How to design OnCall | Prskavec.Net

Guide to good On-call that does not kill your team

You can read quotes as this across the whole cloud industry:

Some teams have had dramatically different pager volumes for years at my company. There are teams which people like to work on thanks to their great mission, but those same teams have a noisy oncall. There is no way I would move to those teams, where moving would come with so much unpaid overtime at unsociable hours.” From a publicly traded tech company valued at $13B.

Making good on-call across various teams isn’t an easy job. It would be best if you had great support from senior executives. The team manager needs to know where to push for hiring and how to make priorities for the team to avoid toil that is not manageable.

We don’t cover details about incident response itself from engineers being on-call. Please read excellent documentation from Pagerduty to familiarize yourself with the more detailed guide on working during the incident¹.

How introduce On-Call into your company?

Introducing On-call is a major culture change for people. If you have never done it before, it significantly impacts your personal life, and you get a lot of stress that you don’t have before. The company should have asked people and have this option in contracts if you need it. It isn’t lovely if on-call is a surprise or you want to be promoted after your probation period.

If you are a small startup is good to start early during working hours. I will focus on good observability and alerting with proper paging workflow and get ownership to developers working on the service. This approach is called You build it; you run it. ²

I will recommend taking your time with changes. You have to be sure that all people who will join on-call fully understand what is behind that extra work. You should give them proper training using gamedays ³. I recommend having a training environment; everyone should go through a few incidents to be sure of what to do. The mastered process is more important than the solution for good on-call. For solutions, you can always summon engineers across the company if you need them. Communicating with all stakeholders and controlling what happens is critical to good incident management.

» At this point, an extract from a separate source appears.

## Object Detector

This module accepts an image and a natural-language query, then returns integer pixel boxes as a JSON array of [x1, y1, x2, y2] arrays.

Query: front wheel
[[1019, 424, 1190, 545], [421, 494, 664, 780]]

How Many People Do You Need For On-call?

“Using the 25% on-call rule, we can derive the minimum number of SREs required to sustain a 24/7 on-call rotation. Assuming that there are always two people on-call (primary and secondary, with different duties), the minimum number of engineers needed for on-call duty from a single-site team is eight: assuming week-long shifts, each engineer is on-call (primary or secondary) for one week every month. For dual-site teams, a reasonable minimum size of each team is six, both to honor the 25% rule and to ensure a substantial and critical mass of engineers for the team.” - SRE book ⁴

As explained in the quote above, Google recommends a minimum of 8 engineers for one site and six engineers per site in the case of two sites. My calculations show that you could have fewer engineers on-call if they are divided between two or three locations, but you have to always keep in mind vacations, sick days, business travels, etc.

I remember making a full on-call rotation with six people working 24/7/365 — it was exhausting and significantly impacted people’s personal lives. As an SRE manager, I always try to focus on achieving good work & time off balance for people being a part of an on-call rotation. The burden of providing non-stop support can be a significant reason why people leave engineering teams.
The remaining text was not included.